Everyone’s Got an Opinion on Gay Marriage

In its third year, the state court litigation over California’s ban on gay marriage is still riling up a number of amici on both sides of the issue. A dozen briefs were filed by Monday’s deadline for consideration by the First District Court of Appeal, which has had the case since the San Francisco Superior Court ruled last year that the state’s current ban on same-sex marriage is unconstitutional. The state attorney general’s office is among the litigants arguing to keep marriage in California as-is — one man, one woman. The city of San Francisco and a number of same-sex couples and gay and lesbian advocacy groups are hoping that the First District upholds the lower court’s ruling in favor of allowing same-sex marriage.

In the pro-gay-marriage corner are eight amicus curiae briefs, including from the California NAACP, “more than 200? religious groups or clergy members, and a number of civil rights groups, bar associations and gay-friendly organizations.

In the other corner, the keep-the-law-as-is folk can count three amicus briefs, one from four religious organizations, another from United Families International and Family Leader Foundation, and one from a bunch of professors in the legal/political/sociological arenas.
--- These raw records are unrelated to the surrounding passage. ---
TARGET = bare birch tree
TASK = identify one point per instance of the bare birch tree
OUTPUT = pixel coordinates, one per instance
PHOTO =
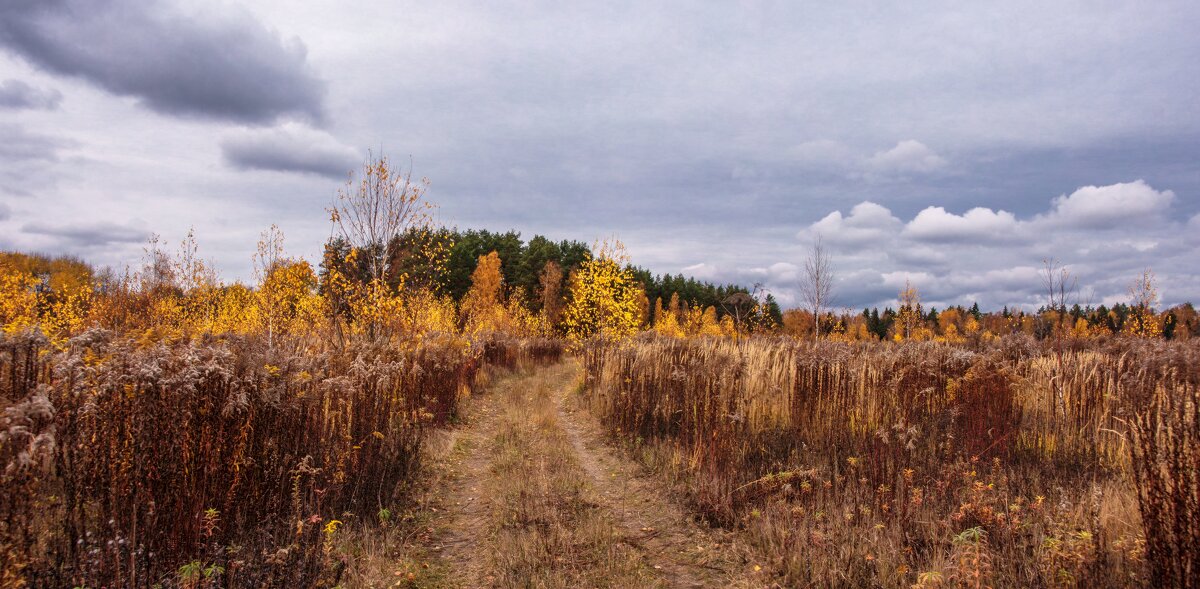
(379, 205)
(816, 283)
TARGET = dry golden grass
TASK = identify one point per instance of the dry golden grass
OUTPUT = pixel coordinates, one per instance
(915, 464)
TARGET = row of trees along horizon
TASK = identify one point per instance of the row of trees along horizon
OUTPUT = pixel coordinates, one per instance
(534, 278)
(527, 270)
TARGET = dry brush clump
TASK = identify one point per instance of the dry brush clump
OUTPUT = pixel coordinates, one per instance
(916, 464)
(209, 461)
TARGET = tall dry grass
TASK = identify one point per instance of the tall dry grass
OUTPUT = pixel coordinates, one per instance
(211, 461)
(897, 466)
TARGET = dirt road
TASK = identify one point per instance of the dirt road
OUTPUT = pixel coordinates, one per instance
(529, 494)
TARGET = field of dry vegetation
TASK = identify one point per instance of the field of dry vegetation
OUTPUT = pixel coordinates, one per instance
(369, 427)
(1014, 463)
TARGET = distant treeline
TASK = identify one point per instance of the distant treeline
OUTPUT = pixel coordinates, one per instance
(445, 258)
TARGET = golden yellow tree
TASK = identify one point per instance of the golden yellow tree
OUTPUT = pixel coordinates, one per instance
(18, 298)
(483, 306)
(370, 212)
(551, 286)
(909, 318)
(1143, 320)
(605, 298)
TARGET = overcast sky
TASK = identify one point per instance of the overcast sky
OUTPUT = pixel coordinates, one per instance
(947, 143)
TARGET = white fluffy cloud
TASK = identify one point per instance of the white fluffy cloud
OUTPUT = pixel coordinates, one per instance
(867, 223)
(995, 258)
(978, 224)
(1107, 206)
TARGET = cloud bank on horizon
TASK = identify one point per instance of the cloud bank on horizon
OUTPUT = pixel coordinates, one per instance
(955, 146)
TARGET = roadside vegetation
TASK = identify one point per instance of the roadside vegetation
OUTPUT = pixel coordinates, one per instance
(324, 426)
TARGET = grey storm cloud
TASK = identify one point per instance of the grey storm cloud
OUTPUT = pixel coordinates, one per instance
(216, 62)
(88, 234)
(923, 139)
(18, 144)
(16, 94)
(289, 148)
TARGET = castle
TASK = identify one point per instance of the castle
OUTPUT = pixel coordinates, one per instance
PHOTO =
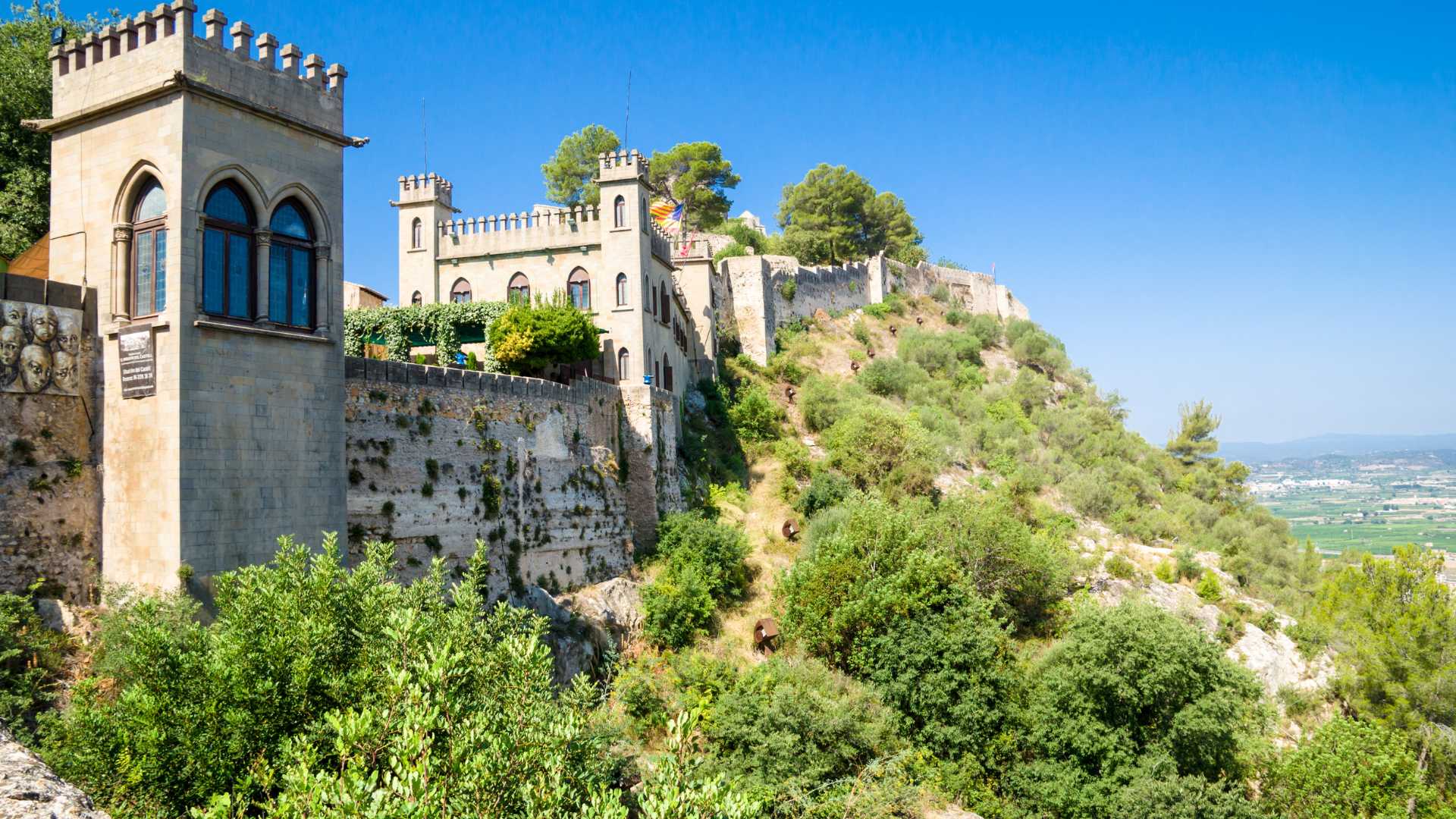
(188, 398)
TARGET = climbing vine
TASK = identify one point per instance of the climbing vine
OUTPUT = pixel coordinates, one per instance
(436, 324)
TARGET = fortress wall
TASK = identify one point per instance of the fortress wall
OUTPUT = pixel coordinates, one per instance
(528, 466)
(50, 460)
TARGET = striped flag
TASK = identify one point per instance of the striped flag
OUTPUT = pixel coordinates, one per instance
(669, 216)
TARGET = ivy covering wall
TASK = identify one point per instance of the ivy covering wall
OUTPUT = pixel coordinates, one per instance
(444, 327)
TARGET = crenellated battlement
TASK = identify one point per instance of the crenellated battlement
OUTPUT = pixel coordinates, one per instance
(152, 49)
(620, 165)
(424, 188)
(520, 232)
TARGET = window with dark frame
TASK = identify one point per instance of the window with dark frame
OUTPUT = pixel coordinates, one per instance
(460, 292)
(290, 267)
(579, 287)
(228, 254)
(520, 290)
(149, 251)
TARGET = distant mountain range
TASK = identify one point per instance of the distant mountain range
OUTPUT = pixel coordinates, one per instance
(1334, 444)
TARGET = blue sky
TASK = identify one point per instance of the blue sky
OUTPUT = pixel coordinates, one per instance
(1229, 203)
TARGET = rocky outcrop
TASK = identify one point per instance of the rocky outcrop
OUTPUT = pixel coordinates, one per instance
(31, 790)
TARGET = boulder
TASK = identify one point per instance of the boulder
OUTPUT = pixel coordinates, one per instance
(31, 790)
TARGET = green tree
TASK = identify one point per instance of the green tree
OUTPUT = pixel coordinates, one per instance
(571, 172)
(25, 93)
(835, 215)
(530, 338)
(1350, 768)
(696, 175)
(1131, 689)
(1194, 439)
(1392, 624)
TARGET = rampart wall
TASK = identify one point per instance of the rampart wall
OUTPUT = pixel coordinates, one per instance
(441, 458)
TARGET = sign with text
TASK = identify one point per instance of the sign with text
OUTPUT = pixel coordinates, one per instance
(139, 362)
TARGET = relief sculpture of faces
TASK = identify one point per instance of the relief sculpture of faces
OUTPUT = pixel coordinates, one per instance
(69, 335)
(12, 314)
(12, 338)
(42, 324)
(63, 373)
(36, 368)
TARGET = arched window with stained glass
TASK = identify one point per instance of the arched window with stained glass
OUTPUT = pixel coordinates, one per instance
(149, 251)
(228, 253)
(290, 265)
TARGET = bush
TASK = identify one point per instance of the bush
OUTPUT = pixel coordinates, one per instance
(1348, 768)
(755, 416)
(530, 338)
(312, 689)
(1131, 689)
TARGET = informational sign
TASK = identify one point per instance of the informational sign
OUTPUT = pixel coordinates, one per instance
(39, 349)
(137, 360)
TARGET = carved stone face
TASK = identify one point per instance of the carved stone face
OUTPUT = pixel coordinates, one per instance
(36, 368)
(63, 375)
(12, 340)
(42, 324)
(69, 337)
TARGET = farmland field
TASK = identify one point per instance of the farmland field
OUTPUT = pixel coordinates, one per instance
(1367, 503)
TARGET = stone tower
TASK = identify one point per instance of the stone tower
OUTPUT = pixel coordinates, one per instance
(424, 203)
(199, 187)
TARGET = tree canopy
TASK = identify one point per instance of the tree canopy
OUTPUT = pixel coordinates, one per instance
(571, 171)
(25, 93)
(696, 175)
(530, 338)
(835, 215)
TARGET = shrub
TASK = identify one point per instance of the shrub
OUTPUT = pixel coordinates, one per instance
(892, 376)
(826, 490)
(1131, 689)
(755, 416)
(530, 338)
(1348, 768)
(310, 691)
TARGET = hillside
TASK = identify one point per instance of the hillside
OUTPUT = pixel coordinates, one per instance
(993, 601)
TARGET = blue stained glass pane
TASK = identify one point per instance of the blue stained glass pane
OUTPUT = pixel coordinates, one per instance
(213, 253)
(161, 276)
(278, 283)
(223, 203)
(289, 222)
(146, 254)
(237, 278)
(153, 205)
(302, 293)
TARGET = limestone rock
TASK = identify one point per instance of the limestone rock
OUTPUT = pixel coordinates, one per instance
(31, 790)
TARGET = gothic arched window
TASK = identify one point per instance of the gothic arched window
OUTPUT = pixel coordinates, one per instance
(149, 251)
(228, 253)
(520, 290)
(460, 292)
(290, 267)
(579, 287)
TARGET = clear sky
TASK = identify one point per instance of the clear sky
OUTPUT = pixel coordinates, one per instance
(1250, 206)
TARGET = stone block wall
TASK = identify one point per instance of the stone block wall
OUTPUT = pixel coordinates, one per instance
(441, 458)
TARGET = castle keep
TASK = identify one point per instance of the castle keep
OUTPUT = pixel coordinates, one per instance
(175, 397)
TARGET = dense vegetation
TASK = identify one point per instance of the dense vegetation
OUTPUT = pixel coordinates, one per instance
(938, 637)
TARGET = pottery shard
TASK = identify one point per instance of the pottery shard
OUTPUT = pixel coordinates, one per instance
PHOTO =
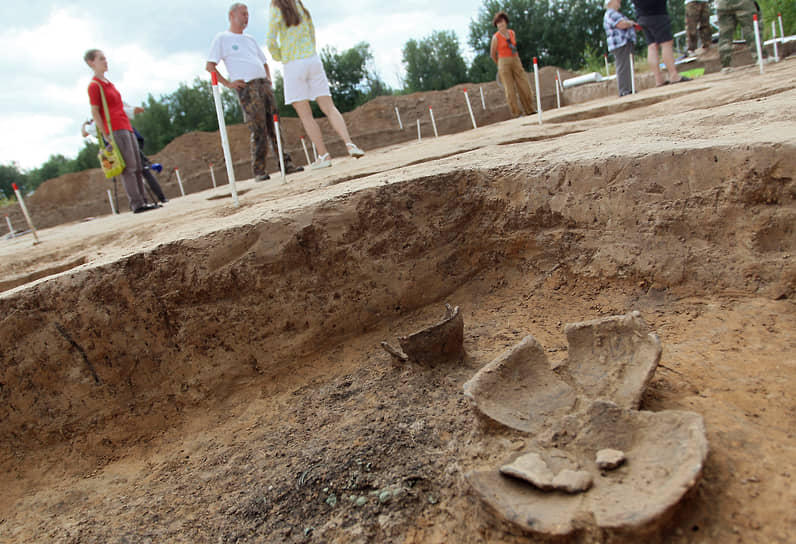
(609, 459)
(572, 481)
(440, 343)
(531, 468)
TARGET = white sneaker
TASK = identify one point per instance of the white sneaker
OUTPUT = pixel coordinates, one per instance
(354, 151)
(324, 161)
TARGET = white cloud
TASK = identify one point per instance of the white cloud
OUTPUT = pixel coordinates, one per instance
(153, 46)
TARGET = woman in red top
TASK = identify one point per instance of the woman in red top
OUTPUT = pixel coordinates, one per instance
(132, 178)
(504, 53)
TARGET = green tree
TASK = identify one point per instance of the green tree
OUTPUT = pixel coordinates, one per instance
(10, 174)
(154, 124)
(557, 32)
(434, 63)
(771, 8)
(351, 80)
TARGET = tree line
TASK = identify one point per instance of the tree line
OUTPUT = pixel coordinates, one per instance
(564, 33)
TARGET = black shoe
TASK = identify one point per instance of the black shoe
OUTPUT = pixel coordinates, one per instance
(146, 208)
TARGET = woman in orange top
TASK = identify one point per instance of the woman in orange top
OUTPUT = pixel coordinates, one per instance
(504, 53)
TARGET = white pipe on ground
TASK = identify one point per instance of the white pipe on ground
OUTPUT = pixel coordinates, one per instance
(110, 199)
(25, 211)
(279, 147)
(757, 44)
(470, 108)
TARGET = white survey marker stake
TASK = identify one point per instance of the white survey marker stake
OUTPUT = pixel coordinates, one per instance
(536, 80)
(179, 181)
(212, 174)
(25, 212)
(469, 108)
(558, 95)
(222, 129)
(279, 147)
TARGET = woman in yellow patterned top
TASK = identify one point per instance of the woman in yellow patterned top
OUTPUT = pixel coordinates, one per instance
(291, 41)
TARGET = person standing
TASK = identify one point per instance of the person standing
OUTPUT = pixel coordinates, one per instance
(291, 41)
(119, 124)
(89, 129)
(503, 50)
(697, 25)
(250, 77)
(731, 14)
(621, 38)
(657, 27)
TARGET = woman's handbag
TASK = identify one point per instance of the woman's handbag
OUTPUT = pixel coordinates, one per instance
(111, 159)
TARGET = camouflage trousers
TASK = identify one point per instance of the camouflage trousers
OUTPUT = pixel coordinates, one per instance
(697, 24)
(731, 14)
(259, 105)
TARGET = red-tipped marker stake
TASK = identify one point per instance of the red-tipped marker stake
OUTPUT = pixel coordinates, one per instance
(306, 154)
(222, 130)
(536, 80)
(781, 29)
(179, 181)
(25, 212)
(469, 108)
(757, 44)
(433, 123)
(279, 147)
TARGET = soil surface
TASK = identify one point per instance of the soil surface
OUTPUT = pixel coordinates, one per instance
(212, 373)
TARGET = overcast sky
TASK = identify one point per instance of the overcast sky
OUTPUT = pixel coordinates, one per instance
(152, 46)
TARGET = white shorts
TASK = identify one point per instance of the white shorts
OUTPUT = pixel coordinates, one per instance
(305, 80)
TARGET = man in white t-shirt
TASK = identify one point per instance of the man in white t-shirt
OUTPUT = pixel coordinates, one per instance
(250, 77)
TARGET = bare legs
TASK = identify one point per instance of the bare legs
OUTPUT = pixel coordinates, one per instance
(328, 108)
(667, 51)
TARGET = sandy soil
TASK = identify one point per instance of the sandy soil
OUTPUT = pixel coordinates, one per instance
(206, 373)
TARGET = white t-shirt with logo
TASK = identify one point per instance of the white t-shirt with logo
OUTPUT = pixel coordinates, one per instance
(242, 56)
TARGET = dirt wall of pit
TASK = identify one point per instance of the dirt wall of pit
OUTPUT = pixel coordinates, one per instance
(106, 355)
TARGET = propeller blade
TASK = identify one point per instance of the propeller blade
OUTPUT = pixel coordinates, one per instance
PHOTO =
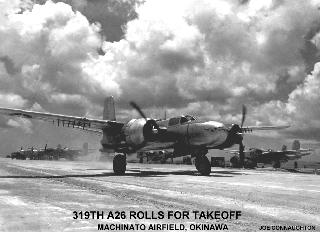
(241, 154)
(137, 108)
(244, 113)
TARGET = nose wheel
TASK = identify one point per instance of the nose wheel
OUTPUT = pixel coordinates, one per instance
(119, 164)
(203, 165)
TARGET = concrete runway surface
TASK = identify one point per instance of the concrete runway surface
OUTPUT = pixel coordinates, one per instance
(42, 195)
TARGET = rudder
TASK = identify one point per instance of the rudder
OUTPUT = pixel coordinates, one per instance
(296, 145)
(109, 110)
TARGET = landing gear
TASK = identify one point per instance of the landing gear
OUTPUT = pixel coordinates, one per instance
(276, 164)
(235, 163)
(203, 165)
(119, 164)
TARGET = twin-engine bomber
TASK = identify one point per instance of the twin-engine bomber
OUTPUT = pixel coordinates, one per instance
(185, 134)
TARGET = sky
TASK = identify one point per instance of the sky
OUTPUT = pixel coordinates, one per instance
(204, 58)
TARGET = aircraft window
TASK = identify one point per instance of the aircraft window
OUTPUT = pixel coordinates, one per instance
(174, 121)
(190, 118)
(183, 120)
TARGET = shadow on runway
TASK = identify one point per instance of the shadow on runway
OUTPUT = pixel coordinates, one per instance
(131, 172)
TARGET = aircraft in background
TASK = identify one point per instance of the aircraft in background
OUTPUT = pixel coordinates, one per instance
(185, 134)
(253, 156)
(50, 153)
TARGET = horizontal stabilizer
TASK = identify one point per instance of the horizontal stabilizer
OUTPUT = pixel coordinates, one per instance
(253, 128)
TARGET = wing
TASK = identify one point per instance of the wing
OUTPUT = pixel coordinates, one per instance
(253, 128)
(87, 124)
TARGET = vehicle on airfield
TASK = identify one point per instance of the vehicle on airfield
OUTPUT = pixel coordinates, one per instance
(255, 157)
(185, 134)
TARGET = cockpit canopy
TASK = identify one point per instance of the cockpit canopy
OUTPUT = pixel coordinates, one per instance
(180, 120)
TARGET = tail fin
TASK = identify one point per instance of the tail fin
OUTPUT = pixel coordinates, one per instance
(109, 110)
(284, 148)
(296, 145)
(85, 148)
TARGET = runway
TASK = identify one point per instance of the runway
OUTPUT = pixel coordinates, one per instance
(42, 195)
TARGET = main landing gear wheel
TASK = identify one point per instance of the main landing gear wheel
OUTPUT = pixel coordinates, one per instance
(119, 164)
(203, 165)
(276, 164)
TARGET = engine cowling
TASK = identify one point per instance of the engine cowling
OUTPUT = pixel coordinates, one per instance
(139, 131)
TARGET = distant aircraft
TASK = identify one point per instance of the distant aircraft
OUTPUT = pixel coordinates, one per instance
(253, 156)
(185, 134)
(50, 153)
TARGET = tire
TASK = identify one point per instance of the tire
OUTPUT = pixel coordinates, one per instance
(234, 162)
(119, 164)
(276, 164)
(250, 164)
(203, 165)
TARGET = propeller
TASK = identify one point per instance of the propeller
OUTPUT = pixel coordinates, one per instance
(244, 113)
(150, 123)
(241, 146)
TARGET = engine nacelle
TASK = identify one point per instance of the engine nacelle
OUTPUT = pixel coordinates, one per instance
(139, 131)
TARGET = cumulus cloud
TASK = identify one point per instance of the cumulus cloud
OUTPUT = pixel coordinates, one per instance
(45, 52)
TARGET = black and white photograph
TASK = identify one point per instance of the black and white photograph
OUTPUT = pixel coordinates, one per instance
(159, 115)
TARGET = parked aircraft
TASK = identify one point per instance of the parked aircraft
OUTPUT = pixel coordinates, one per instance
(253, 156)
(185, 134)
(50, 153)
It’s tough to choose a side for the last brief. A pro se man from Illinois submitted a brief saying he’s against same-sex marriage but for civil unions. But not the kind of two-person civil unions we see in, say, Vermont. Rather, he recommends that California recognize a new kind of civil union, for “marriage groups? of up to seven people of the same gender — but including at least one person of the opposite gender.

If he doesn’t win over the appeals court, the Illinois guy should at least get points for originality. While many of the amici rehash or elaborate on ideas that were already batted about at the trial level — like whether the state’s real interest in marriage is procreation — his argument appears to be a fresh-out-of-the-box new one.

Pam Smith

(Click “read the rest? for a list of the briefs and links to .pdf versions.)


Pro Gay Marriage:

  • California NAACP (.pdf)
  • “More than 200? religious organizations or clergy (.pdf)
  • Asian/Pacific Islander groups (.pdf)
  • Civil rights groups and bar associations (.pdf)
  • Law professors and others (.pdf)
  • Bay Area Lawyers for Individual Freedom and other LGBT-friendly groups (.pdf)
  • Groups that fight sex discrimination (.pdf)
  • Other groups that fight for the rights of LGBT people or their kids (.pdf).

Opposing Gay Marriage:

  • four religious organizations (.pdf)
  • United Families International and Family Leader Foundation (.pdf)
  • Professors in the legal/political/sociological arenas (.pdf).


  • Sorry — the Illinois pro se‘s brief doesn’t appear to be online, either.



One Response to “Everyone’s Got an Opinion on Gay Marriage”

  1. confidentialservices Says:

    In section 300 of the California Family Code, I read that a Marriage is a personal relationship arising out of a civil contract between a man and a woman, to which the consent of the
    parties capable of making that contract is necessary. As I see it, if the phrase between a man and a woman is removed, then the entire definition of a Marriage becomes a personal relationship arising out of a civil contract, to which the consent of the parties capable of making that contract is necissary. I admit that its not a very good definition, but its the best that California law seems to provide. Analyzing the results of the change with my non attorney language skills, I notice that the last part of the definition says that the contract can only be entered into by parties capable of entering into that contract. Unless I’m missing some significance that phrase is not worth inserting because any contract can only be entered into by parties capable of entering into the particular contract. After removing that excess verbage, I seem to be left the term marriage being defined as “A personal relationship arising out of a civil contract.” Couldn’t it be said that personal relationships arise out of every civil contract e.g. business partners? It seems to me that to remove the requirement of the parties to a Marriage being a man and a woman would effectively detete the word from our legal lexicon. The California family code already has provisions for equal treatment of other personal relationships based on the intimacy that Marriage traditionally solemnizes, called Domestic Partnerships, which expressly exclude opposite sex couples unless one is over 62 years old. In my view, if the specification of opposite genders as a requirement for Marriage is unconstitutional based on the 14th amendment, then it follows that 297 (a) et. seq. of the California Family Code must also be unconstitutional on the same basis, and both Marriages and Domestic Partnerships should be halted, and couples desiring a civil union should simply enter into a civil contract specifying the terms of the relationship that they desire, having the same force and effect as any other civil contract.

    I think a better alternative to legal battles over the nature of marriage would be to institute laws in each state recognizing domestic partnerships, and giving them respect equal to that given marriages under the law.